O lar é claramente onde está a arte para o diretor de Bacurau, Kleber Mendonça Filho, cujo apartamento de infância é o locus da primeira parte deste poético mas um tanto confuso ensaio-memória sobre lugar, cinema e tempo. Duas vezes reformado por sua mãe historiadora, o apartamento foi o local de suas primeiras incursões imaginativas por trás das câmeras e apareceu em seus dois primeiros longas, Neighboring Sounds de 2012 e, quatro anos depois, Aquarius. A cidade natal de Mendonça, Recife, também passou por remodelações semelhantes, como mostramos na segunda e terceira partes aqui, por meio do declínio de suas salas de cinema. À medida que caem no abandono, parece uma forma de demência colectiva, privando os seus cidadãos de uma continuidade cultural partilhada.
Em Sons Vizinhos, Mendonça tem uma forma quase diagramática de filmar sua rua e aqui continua na mesma linha. Entrelaçando a história de sua família com trechos de vídeos caseiros e suas posteriores implantações em longas-metragens, é como se ele estivesse tentando fixar a essência do lugar. Nico, o cachorro do vizinho há muito falecido, é ressuscitado graças a clipes da estreia de Mendonça, em que seus latidos incessantes passaram a fazer parte da trama. A arte pode ser um ato de ressurreição – ou uma exumação: uma figura fantasma turva e inexplicável aparece em um negativo da sala de estar do diretor, embora não seja sua mãe que morreu de câncer aos 54 anos. A voz sonolenta do diretor peneira esses destroços de arte e vida. “Pode parecer que estou falando de metodologia, mas estou falando de amor.
A missão assombrada de Mendonça se espalha então pelo centro do Recife, em busca de mais fantasmas. As marquises de cinema agora vazias, vislumbradas em fotos antigas, são marcas de tempo da cidade. Ele foi educado nesses lugares; vemos-no a falar, em mais imagens de arquivo, com o “Sr. Alexandre”, o projecionista do cinema Art Palacio que fala em trancá-lo na sua última noite “com chave de lágrimas”. Assim como o passado do próprio realizador, estes edifícios agora decrépitos são repositórios da história cultural do país: o Art Palacio, por exemplo, já foi designado como uma saída para a UFA, o braço do cinema de propaganda nazi que procurava reforçar o seu controlo sobre o simpático regime brasileiro.

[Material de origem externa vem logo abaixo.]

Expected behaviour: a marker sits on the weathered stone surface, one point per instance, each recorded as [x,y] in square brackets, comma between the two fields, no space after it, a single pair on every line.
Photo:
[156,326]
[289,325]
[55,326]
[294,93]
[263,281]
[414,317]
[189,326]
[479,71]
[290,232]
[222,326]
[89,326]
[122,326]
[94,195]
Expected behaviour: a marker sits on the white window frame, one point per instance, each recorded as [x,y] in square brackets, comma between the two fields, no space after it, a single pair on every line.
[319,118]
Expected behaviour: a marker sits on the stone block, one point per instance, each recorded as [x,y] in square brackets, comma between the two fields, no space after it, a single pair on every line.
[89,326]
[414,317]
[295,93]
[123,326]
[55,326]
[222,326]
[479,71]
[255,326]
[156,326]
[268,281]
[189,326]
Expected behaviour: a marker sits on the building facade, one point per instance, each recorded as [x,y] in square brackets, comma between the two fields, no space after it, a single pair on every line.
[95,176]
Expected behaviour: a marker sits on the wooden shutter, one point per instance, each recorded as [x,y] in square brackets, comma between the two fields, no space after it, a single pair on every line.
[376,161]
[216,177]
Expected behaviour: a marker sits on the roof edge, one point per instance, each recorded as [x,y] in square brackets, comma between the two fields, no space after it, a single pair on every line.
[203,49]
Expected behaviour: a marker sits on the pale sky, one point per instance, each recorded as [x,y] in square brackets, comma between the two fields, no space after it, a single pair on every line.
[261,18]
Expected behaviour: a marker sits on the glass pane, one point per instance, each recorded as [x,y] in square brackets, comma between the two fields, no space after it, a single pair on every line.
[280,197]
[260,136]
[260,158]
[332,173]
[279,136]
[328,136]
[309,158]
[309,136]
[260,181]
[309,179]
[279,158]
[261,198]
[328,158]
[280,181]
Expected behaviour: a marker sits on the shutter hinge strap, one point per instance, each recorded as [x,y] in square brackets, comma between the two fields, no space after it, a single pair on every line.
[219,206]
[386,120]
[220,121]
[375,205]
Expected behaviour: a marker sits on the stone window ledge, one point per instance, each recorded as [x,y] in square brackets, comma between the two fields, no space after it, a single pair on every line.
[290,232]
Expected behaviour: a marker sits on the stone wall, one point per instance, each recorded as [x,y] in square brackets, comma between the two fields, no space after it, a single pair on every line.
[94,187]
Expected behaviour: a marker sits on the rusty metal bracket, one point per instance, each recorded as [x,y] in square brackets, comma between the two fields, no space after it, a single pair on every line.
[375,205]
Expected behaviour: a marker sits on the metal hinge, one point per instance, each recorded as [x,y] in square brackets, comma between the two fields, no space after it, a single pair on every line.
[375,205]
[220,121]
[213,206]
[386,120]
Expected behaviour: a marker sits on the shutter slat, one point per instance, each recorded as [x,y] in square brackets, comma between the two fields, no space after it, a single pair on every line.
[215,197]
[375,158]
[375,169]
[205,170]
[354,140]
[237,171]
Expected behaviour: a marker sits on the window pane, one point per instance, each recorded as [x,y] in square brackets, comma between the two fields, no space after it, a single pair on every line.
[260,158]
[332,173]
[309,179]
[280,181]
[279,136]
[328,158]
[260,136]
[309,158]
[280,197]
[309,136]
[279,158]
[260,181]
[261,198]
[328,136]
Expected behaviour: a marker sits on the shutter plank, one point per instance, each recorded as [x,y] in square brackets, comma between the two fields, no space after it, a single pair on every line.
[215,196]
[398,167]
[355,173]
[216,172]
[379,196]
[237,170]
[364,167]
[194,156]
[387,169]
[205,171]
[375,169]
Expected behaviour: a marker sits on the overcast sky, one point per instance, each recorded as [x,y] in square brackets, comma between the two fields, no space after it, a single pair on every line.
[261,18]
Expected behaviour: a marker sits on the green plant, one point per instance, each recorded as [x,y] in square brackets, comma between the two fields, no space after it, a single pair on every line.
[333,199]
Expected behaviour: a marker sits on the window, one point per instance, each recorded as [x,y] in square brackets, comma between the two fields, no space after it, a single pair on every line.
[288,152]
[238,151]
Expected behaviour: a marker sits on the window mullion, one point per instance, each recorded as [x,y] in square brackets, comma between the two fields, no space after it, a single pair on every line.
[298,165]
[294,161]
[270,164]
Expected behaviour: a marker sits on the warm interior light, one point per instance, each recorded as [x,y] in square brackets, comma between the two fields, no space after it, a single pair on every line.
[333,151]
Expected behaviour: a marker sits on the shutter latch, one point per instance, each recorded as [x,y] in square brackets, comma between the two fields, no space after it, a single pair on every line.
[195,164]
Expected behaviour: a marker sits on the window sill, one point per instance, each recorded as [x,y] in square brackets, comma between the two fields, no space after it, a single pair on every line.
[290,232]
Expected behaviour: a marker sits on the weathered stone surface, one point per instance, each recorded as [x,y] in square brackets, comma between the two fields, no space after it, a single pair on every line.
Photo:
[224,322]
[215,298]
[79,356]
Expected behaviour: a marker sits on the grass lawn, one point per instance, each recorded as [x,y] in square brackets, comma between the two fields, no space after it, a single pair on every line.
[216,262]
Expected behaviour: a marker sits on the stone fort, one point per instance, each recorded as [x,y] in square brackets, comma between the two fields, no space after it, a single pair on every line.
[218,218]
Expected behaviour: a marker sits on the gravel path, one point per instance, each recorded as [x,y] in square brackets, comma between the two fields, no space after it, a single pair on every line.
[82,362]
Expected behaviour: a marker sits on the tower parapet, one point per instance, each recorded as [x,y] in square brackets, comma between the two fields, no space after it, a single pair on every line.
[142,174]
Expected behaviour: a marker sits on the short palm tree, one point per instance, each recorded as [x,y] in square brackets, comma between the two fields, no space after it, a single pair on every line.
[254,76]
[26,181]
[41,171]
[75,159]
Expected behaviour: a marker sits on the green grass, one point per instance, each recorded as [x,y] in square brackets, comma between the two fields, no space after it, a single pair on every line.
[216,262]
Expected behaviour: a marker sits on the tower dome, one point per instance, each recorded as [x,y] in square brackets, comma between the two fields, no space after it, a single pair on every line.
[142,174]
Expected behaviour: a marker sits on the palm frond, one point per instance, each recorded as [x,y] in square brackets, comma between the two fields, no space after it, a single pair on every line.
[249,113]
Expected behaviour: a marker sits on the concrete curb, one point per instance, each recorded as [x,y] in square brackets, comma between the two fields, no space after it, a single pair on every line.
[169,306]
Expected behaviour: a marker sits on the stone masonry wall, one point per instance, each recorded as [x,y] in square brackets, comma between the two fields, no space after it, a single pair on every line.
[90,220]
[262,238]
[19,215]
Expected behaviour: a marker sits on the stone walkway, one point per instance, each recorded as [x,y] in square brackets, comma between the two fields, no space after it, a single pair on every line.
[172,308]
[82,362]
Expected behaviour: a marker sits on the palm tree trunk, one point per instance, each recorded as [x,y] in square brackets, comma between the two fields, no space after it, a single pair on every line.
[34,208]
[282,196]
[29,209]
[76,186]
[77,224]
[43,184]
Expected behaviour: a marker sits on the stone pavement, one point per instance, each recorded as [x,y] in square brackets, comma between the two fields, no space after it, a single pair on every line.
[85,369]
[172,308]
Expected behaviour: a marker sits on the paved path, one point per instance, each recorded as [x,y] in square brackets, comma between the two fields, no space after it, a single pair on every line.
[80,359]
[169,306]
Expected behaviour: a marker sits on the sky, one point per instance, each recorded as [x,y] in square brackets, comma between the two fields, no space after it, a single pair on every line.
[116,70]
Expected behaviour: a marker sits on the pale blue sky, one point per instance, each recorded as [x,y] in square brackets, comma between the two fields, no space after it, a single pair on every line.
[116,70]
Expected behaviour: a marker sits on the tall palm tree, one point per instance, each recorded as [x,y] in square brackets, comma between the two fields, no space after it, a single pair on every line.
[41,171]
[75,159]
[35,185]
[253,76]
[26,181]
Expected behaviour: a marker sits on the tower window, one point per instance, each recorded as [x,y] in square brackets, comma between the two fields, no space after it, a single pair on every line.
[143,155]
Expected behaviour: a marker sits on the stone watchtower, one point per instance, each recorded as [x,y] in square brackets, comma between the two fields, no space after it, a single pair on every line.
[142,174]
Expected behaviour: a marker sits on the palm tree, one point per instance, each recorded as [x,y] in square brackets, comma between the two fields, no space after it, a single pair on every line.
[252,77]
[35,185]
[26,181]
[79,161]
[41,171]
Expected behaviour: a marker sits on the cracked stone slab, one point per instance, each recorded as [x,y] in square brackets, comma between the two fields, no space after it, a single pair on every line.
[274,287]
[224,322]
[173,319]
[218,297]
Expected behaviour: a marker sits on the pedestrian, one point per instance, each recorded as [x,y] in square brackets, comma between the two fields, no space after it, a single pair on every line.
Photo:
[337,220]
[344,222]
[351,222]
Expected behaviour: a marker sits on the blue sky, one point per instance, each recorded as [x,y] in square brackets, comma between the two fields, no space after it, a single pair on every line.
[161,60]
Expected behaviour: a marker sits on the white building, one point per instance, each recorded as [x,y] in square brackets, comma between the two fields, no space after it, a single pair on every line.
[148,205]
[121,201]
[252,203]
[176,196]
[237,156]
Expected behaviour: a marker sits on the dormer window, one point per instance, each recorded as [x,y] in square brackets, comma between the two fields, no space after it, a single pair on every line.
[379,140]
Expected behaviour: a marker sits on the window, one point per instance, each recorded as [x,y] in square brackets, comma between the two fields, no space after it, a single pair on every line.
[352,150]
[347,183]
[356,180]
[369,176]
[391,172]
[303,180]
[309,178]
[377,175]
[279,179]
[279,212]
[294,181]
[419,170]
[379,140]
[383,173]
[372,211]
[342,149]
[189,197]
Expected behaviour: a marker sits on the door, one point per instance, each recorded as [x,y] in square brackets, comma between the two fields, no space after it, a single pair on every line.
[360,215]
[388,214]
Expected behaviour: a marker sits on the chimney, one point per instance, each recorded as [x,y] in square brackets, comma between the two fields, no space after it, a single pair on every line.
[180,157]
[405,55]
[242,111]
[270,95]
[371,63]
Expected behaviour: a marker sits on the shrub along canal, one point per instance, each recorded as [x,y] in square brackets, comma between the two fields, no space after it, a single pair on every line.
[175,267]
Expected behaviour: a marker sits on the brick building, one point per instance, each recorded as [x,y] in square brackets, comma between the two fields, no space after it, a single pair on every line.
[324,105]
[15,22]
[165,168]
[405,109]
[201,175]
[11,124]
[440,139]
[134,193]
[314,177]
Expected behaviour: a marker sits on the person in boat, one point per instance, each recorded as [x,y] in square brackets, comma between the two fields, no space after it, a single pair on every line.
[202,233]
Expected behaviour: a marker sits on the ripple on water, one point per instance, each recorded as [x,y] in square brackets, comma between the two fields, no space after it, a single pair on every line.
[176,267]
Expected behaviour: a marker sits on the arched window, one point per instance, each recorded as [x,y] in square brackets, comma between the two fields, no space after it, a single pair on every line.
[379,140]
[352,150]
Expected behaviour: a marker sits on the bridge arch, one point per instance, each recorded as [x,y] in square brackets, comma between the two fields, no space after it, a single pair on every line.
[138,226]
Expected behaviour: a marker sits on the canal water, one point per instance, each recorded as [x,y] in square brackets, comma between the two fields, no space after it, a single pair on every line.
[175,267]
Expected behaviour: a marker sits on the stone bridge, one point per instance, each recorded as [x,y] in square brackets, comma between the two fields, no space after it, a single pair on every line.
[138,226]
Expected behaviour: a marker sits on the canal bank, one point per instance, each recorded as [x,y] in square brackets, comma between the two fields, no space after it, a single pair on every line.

A terceira parte do filme centra-se no cinema como local de culto: literalmente, no caso de vários auditórios posteriormente convertidos em igrejas evangélicas. Mendonça não é o primeiro a fazer a comparação e, com a relação entre cinema e religião no Brasil apenas esboçada aqui superficialmente, é uma nota conclusiva. A antiga fé no cinema provavelmente não verá uma ressurreição em Recife, com o dinamismo da cidade (e presumivelmente os multiplexes) tendo migrado para outros bairros e a distribuição digital agora coordenada a partir de São Paulo. O que deixa Mendonça e o seu filme sozinhos dentro dos navios decadentes do cinema – para usar outra das suas metáforas – com rumos incertos nos nevoeiros da memória.